I'm here! I've enjoyed this hugely despite not having seen a single one of the nominated perfs. From Nat's showreel alone I can tell that Peggy Cass would not have been my bag, and Hiller seems weirdly dykey in her part -- is this the idea? To Nick's list of the handful of American masterpieces made that year I'd have to add Man of the West, in which Julie London is really quite creditable and would get on my list. Also, what's wrong with Barbara Bel Geddes in Vertigo? She's sweet and sure-footed, and perfect for that admittedly limited role.

Long may SAS continue!

Javier Aldabalde said...

Well I loved this as well. I haven't seen a single one of the nominees, but now I'm definitely interested. Keep up the great work!

Y Kant Goran Rite said...

Of the 5 I've only seen Wendy Hiller but that was still a fun read.

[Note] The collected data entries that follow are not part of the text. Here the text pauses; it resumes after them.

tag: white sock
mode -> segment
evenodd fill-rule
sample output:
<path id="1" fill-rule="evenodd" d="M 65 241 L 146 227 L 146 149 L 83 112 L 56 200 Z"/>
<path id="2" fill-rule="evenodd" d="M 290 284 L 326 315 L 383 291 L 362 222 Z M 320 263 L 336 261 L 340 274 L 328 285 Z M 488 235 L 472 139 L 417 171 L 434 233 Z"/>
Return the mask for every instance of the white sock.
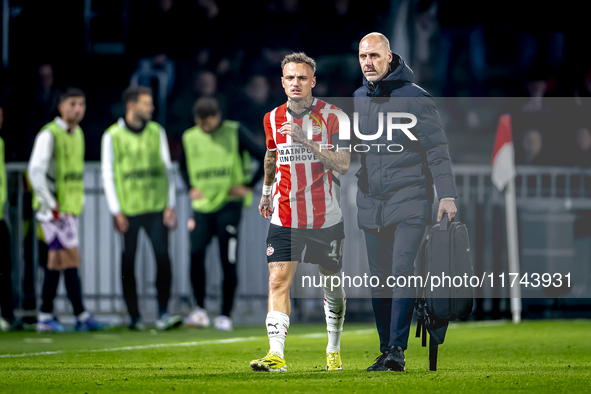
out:
<path id="1" fill-rule="evenodd" d="M 283 356 L 283 348 L 285 346 L 287 329 L 289 328 L 289 316 L 285 313 L 271 311 L 267 313 L 265 325 L 267 326 L 270 350 L 279 357 L 285 358 Z"/>
<path id="2" fill-rule="evenodd" d="M 39 320 L 41 322 L 46 322 L 51 319 L 53 319 L 53 315 L 51 313 L 44 313 L 44 312 L 37 313 L 37 320 Z"/>
<path id="3" fill-rule="evenodd" d="M 88 320 L 89 317 L 90 313 L 88 311 L 84 311 L 81 314 L 79 314 L 76 318 L 80 323 L 84 323 L 86 320 Z"/>
<path id="4" fill-rule="evenodd" d="M 347 297 L 342 283 L 339 281 L 338 287 L 332 287 L 337 281 L 332 281 L 332 276 L 339 277 L 340 273 L 324 275 L 320 273 L 324 289 L 324 315 L 326 317 L 326 331 L 328 331 L 328 345 L 326 353 L 341 350 L 341 334 L 343 332 L 343 323 L 345 322 L 345 311 L 347 309 Z"/>

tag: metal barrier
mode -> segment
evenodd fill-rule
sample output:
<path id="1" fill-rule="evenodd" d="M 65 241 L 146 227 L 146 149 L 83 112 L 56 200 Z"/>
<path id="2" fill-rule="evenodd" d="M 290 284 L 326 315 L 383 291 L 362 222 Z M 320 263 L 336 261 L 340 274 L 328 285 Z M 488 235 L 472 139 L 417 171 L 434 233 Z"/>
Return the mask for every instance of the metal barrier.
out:
<path id="1" fill-rule="evenodd" d="M 363 275 L 368 272 L 367 256 L 365 252 L 362 231 L 357 228 L 357 209 L 355 206 L 356 178 L 358 164 L 353 164 L 348 174 L 341 178 L 341 205 L 345 218 L 345 233 L 347 241 L 344 250 L 344 271 L 347 275 Z M 26 311 L 25 291 L 25 235 L 32 234 L 35 239 L 34 220 L 31 224 L 26 219 L 29 206 L 25 204 L 26 183 L 24 181 L 25 163 L 8 163 L 10 193 L 15 198 L 9 206 L 7 220 L 12 232 L 13 254 L 13 283 L 17 293 L 17 314 L 33 314 Z M 502 244 L 502 216 L 498 209 L 504 204 L 502 195 L 492 186 L 490 180 L 491 168 L 488 165 L 456 165 L 453 167 L 458 187 L 458 220 L 467 224 L 470 230 L 473 261 L 477 271 L 499 271 L 506 266 L 504 263 Z M 554 215 L 553 217 L 574 217 L 572 212 L 591 210 L 591 170 L 561 167 L 533 167 L 518 166 L 517 204 L 518 208 L 527 215 L 532 213 Z M 177 180 L 177 213 L 179 228 L 170 234 L 170 254 L 172 259 L 172 297 L 170 309 L 178 313 L 189 312 L 193 305 L 193 296 L 189 280 L 190 244 L 186 221 L 190 213 L 190 203 L 183 183 Z M 103 318 L 116 322 L 127 320 L 127 309 L 123 301 L 121 289 L 120 255 L 121 239 L 112 225 L 106 200 L 103 194 L 100 164 L 86 163 L 84 183 L 86 188 L 86 204 L 80 217 L 80 255 L 81 281 L 84 292 L 84 302 L 88 310 Z M 260 323 L 264 320 L 267 310 L 268 268 L 265 257 L 265 239 L 268 222 L 260 217 L 257 209 L 257 195 L 259 188 L 255 188 L 255 203 L 244 211 L 240 229 L 238 279 L 239 287 L 236 296 L 236 306 L 233 317 L 240 324 Z M 523 218 L 523 215 L 522 215 Z M 534 218 L 540 220 L 540 217 Z M 570 219 L 569 219 L 570 220 Z M 495 223 L 497 228 L 495 228 Z M 498 227 L 500 226 L 500 227 Z M 501 231 L 498 238 L 500 244 L 495 243 L 495 233 Z M 522 238 L 527 238 L 523 234 Z M 155 282 L 155 261 L 147 237 L 140 235 L 140 246 L 136 256 L 136 277 L 138 278 L 138 296 L 140 311 L 146 321 L 156 318 L 157 303 Z M 38 267 L 36 242 L 32 243 L 31 258 Z M 500 246 L 499 246 L 500 245 Z M 530 248 L 531 249 L 531 248 Z M 579 248 L 581 249 L 581 248 Z M 582 249 L 585 249 L 584 247 Z M 213 253 L 212 253 L 213 252 Z M 523 253 L 539 252 L 522 250 Z M 552 254 L 553 252 L 549 252 Z M 574 253 L 574 252 L 573 252 Z M 578 253 L 578 252 L 577 252 Z M 214 240 L 207 254 L 207 300 L 206 308 L 212 313 L 219 310 L 221 302 L 221 264 L 218 259 L 217 241 Z M 560 255 L 560 253 L 559 253 Z M 572 256 L 574 258 L 574 255 Z M 31 264 L 31 263 L 29 263 Z M 39 268 L 34 270 L 33 295 L 41 294 L 42 278 Z M 317 268 L 310 264 L 301 264 L 295 277 L 297 283 L 303 275 L 317 274 Z M 588 279 L 589 275 L 587 275 Z M 589 294 L 591 287 L 580 290 L 581 294 Z M 321 289 L 312 289 L 318 298 L 301 297 L 301 287 L 292 288 L 293 320 L 319 321 L 323 319 Z M 496 289 L 495 289 L 496 292 Z M 371 303 L 367 299 L 369 289 L 357 288 L 347 291 L 348 314 L 350 319 L 357 316 L 360 319 L 370 318 Z M 63 284 L 58 289 L 55 302 L 55 313 L 64 321 L 73 319 L 71 307 L 65 295 Z M 310 294 L 307 294 L 309 296 Z M 479 294 L 483 299 L 506 296 L 502 292 L 497 294 Z M 361 297 L 359 299 L 356 299 Z M 491 309 L 490 301 L 486 301 L 484 309 Z"/>
<path id="2" fill-rule="evenodd" d="M 177 183 L 177 214 L 179 217 L 179 228 L 170 233 L 170 256 L 172 260 L 172 288 L 169 309 L 178 313 L 188 313 L 193 305 L 191 284 L 189 281 L 189 232 L 186 227 L 190 213 L 190 202 L 183 182 L 178 175 L 175 166 L 175 179 Z M 26 263 L 35 269 L 33 289 L 34 297 L 41 294 L 43 271 L 37 264 L 38 248 L 36 223 L 34 217 L 28 219 L 31 208 L 26 203 L 26 181 L 24 173 L 26 163 L 8 163 L 7 173 L 11 180 L 12 189 L 10 194 L 14 204 L 8 206 L 6 217 L 12 233 L 12 256 L 13 256 L 13 283 L 15 284 L 17 300 L 17 316 L 35 314 L 34 310 L 26 310 L 25 297 L 26 287 L 25 276 L 30 272 L 25 270 Z M 85 185 L 85 206 L 80 215 L 80 246 L 81 256 L 80 279 L 84 293 L 86 308 L 103 317 L 120 323 L 127 320 L 127 307 L 123 300 L 121 288 L 121 236 L 114 230 L 112 218 L 107 207 L 103 193 L 100 163 L 87 162 L 84 174 Z M 30 194 L 30 193 L 29 193 Z M 9 204 L 7 204 L 9 205 Z M 256 204 L 255 204 L 256 205 Z M 34 216 L 34 215 L 33 215 Z M 238 319 L 249 322 L 249 311 L 259 309 L 254 304 L 260 303 L 266 310 L 267 296 L 267 266 L 264 255 L 264 237 L 267 233 L 267 223 L 260 218 L 256 206 L 244 212 L 241 237 L 239 243 L 240 265 L 238 276 L 240 288 L 238 290 L 236 310 L 244 311 L 245 317 Z M 34 263 L 26 262 L 27 250 L 25 249 L 26 235 L 31 235 L 33 240 L 27 248 L 32 248 L 29 259 Z M 263 237 L 261 241 L 261 237 Z M 261 244 L 260 248 L 252 248 L 252 245 Z M 250 247 L 249 247 L 250 246 Z M 208 309 L 219 309 L 221 294 L 221 266 L 217 258 L 217 241 L 214 240 L 210 248 L 215 248 L 216 253 L 208 253 L 207 257 L 207 307 Z M 257 253 L 258 251 L 258 253 Z M 253 265 L 260 275 L 254 274 Z M 154 286 L 156 276 L 156 264 L 153 251 L 149 241 L 142 231 L 138 253 L 136 255 L 136 278 L 138 299 L 142 317 L 146 321 L 153 321 L 157 315 L 156 289 Z M 260 276 L 260 277 L 259 277 Z M 30 280 L 30 279 L 29 279 Z M 248 283 L 248 286 L 246 285 Z M 245 303 L 247 305 L 241 306 Z M 264 304 L 264 305 L 263 305 Z M 31 303 L 29 302 L 29 305 Z M 251 309 L 252 308 L 254 309 Z M 55 314 L 65 322 L 73 321 L 72 309 L 66 297 L 65 287 L 60 283 L 58 295 L 55 300 Z M 252 320 L 254 322 L 254 320 Z"/>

By the way, Hiller's performance here is closer to her late work than early work. Everybody should check her out as the definitive Eliza Doolittle in "Pygmalion" (1938) and as an unusually complex female (when it comes to movies of the period) in Powell and Pressburger's "I Know Where I'm Going!" (1945). Lovely films both.

Criticlasm said...

Thought you might enjoy this:

http://www.filmsite.org/bestsuppactress.html

I'd say try for Thelma Ritter in something. I think this is more exciting than the Best Actress List. And I love the consecutive noms. What about doing an early, early year? Like the first year of Oscar--could you even get all the pics?